Menurut Charvalo, Festival Etam Begenjoh tidak hanya sekadar hiburan, tetapi juga sarana edukasi budaya. “Festival ini tidak hanya memiliki konsep memberikan tontonan saja, melainkan juga mengajak masyarakat Kota Malang untuk mencoba dan memahami bahasa serta budaya Kukar,” ujarnya.
Ia menambahkan, sejumlah agenda utama telah disiapkan, di antaranya pertunjukan seni dan budaya khas Kutai Kartanegara, Kutai Music Fest yang bertujuan memperkenalkan lagu dan bahasa Kutai di tingkat nasional, serta kegiatan beseprah dengan menyajikan menu kuliner khas Kutai.
Selain itu, lomba olahraga tradisional khas Kukar juga akan digelar dengan hadiah jutaan rupiah, serta flashmob tari jepen yang melibatkan seluruh pengunjung di area alun-alun. Charvalo menjelaskan bahwa pelaksanaan festival ini juga mendapat dukungan dari sejumlah Organisasi Perangkat Daerah (OPD) Pemkab Kukar seperti Dinas Pariwisata, Dinas Koperasi dan UKM, Dinas Pendidikan dan Kebudayaan, serta Dinas Kepemudaan dan Olahraga.
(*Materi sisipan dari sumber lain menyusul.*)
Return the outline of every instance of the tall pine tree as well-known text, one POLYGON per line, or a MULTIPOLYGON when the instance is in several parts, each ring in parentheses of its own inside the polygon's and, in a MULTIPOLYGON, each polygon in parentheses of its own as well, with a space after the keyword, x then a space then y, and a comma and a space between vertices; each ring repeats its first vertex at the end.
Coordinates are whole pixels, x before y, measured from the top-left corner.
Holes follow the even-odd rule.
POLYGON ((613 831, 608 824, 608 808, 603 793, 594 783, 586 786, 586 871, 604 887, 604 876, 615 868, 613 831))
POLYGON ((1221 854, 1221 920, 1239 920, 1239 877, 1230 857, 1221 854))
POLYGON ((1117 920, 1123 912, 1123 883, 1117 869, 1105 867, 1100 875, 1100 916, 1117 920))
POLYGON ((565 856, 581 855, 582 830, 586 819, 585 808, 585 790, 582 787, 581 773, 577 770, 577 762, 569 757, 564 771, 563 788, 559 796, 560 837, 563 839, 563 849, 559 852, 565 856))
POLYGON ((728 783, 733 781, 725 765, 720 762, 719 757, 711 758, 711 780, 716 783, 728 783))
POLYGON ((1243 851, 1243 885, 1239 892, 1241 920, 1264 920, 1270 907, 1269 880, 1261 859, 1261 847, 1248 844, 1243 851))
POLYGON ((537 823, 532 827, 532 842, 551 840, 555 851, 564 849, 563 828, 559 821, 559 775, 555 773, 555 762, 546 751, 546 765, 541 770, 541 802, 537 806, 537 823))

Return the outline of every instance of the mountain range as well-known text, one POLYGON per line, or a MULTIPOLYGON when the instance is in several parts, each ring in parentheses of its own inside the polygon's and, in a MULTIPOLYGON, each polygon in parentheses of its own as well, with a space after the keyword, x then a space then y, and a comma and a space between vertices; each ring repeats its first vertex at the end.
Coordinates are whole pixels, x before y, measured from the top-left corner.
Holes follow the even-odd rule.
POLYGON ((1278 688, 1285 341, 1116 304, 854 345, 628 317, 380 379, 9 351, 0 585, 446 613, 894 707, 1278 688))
Plt. Kepala Bidang Pemasaran Dinas Pariwisata Kukar, Awang Ivan Ahmad, menuturkan bahwa jadwal pelaksanaan Etam Begenjoh 2025 semula direncanakan pada 24 Mei, namun diundur menjadi 14 Juni 2025. “Konsep tahun ini bisa dibilang berbeda dari tahun sebelumnya. Untuk talent-nya kami berkolaborasi dengan bidang ekonomi kreatif,” katanya.
Ivan juga memastikan partisipasi dari berbagai OPD. Dinas Pemuda dan Olahraga akan menampilkan permainan tradisional seperti begasing dan besumpit. “Selain itu, Diskop-UKM Kukar juga dijadwalkan ikut serta, meski masih dalam tahap koordinasi. Sementara Dinas Pendidikan belum memberikan konfirmasi karena penyesuaian anggaran,” tambahnya.
Melalui Festival Etam Begenjoh II 2025, Pemkab Kukar berharap dapat memperkuat semangat generasi muda Kukar yang tengah menempuh pendidikan di Kota Malang agar terus melestarikan dan mempromosikan budaya daerah di luar wilayah asal mereka.